Si "le sanglot de l’homme blanc" n’était pas déjà pris, ç'aurait fait un titre parfait pour ce sixième livre d’Alexandre Kauffmann, écrivain talentueux, attachant et atypique. Ecrit à la première personne, avec un sacré cynisme, un humour acide et une volonté de "sale gosse" de casser tous ses jouets, ce Black Museum est à la fois un récit de voyage décalé sous de tristes tropiques, bousillés par des aigrefins locaux qui exploitent le touriste imbécile, et un examen de conscience sans indulgence dont le héros narrateur ne sort guère grandi. Une espèce d’anti-Tintin en Tanzanie.
Un jour, donc, Alexandre, reporter free-lance anxieux et paranoïaque - peut-être l’un des effets secondaires de ses vieilles addictions à l’alcool et à la coke -, se fait envoyer par un magazine en Tanzanie, dans le pays des Hadzas, une tribu de chasseurs-cueilleurs survivant depuis la préhistoire, et apparemment imperméables au monde contemporain. Ils sont à peine mille, et leur langue "à clics" est incompréhensible. Belle occasion de partir en reportage et de damer le pion à tous ses concurrents : les Hadzas ne sont guère connus que d’un journaliste américain, qui leur a consacré un livre, et de Frank Marlowe, un anthropologue également yankee, qui traîne encore sur place avec son assistante, Caren.
Dès l’abord, le chasseur de scoop va déchanter : les Hadzas sont complètement shootés à la marijuana, pas du tout coopératifs, totalement vénaux ; leurs jeunes portent des casquettes de rappeurs, roulent en moto et ont des téléphones portables. Le Blanc, le Mzungu, n’est pour eux qu’un gogo à plumer, surtout cornaqué par Matayo, un guide bidonneur devenu caïd local au cœur de tous les trafics. Il faudra au narrateur faire preuve de patience et retourner sur place vivre en compagnie de Grace, une photographe, pour trouver enfin un peu d’authenticité et une raison à toute cette aventure. Se faire même quelques vraies relations parmi les autochtones, qui disent de lui : "Je l’aime bien. C’est mon ami. Il me fait rire."

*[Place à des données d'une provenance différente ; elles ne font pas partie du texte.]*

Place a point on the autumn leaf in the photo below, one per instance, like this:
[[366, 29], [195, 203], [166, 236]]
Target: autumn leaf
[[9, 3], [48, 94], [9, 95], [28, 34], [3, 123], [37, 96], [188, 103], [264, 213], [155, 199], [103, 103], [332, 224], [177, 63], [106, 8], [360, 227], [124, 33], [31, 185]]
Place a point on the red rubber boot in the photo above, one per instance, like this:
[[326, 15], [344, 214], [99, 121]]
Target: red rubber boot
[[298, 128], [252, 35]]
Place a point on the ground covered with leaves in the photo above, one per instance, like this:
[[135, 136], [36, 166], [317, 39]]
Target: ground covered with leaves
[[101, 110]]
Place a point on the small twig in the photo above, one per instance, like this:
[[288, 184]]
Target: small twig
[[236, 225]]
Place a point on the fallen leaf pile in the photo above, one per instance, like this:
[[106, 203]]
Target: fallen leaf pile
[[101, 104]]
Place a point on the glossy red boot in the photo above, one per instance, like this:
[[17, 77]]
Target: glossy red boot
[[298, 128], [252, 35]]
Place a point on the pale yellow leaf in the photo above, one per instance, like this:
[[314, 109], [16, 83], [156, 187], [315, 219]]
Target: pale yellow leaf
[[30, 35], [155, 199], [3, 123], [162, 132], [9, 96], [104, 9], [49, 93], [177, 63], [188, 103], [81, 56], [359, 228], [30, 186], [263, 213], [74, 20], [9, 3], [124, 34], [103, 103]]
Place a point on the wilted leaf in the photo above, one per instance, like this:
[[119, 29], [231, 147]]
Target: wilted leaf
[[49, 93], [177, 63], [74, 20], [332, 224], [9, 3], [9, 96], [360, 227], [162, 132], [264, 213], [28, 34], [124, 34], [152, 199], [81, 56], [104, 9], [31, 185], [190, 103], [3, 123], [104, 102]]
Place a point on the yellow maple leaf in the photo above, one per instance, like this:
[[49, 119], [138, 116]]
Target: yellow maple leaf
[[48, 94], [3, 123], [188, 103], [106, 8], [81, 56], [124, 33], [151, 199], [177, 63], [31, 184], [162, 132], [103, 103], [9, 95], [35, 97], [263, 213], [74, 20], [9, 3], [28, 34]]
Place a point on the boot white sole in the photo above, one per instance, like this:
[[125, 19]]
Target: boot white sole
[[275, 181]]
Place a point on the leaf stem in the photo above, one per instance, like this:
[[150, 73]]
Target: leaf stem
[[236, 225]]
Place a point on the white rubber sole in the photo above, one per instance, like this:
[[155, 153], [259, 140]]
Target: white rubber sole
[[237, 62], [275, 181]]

Entre-temps, en France, Alexandre a réglé son problème avec Marie, sa colocataire, une musicienne invivable, radine, parasite et mythomane. Il a surtout rompu les amarres avec son pays d’origine, pour se déraciner, tenter de s’oublier. Mais "on ne part pas", disait déjà Rimbaud. Black Museum est un beau livre mélancolique, qui déconstruit pas mal de nos fantasmes ethnologiques. Les Hadzas, eux, existeront-ils encore dans dix ans ? J.-C. P.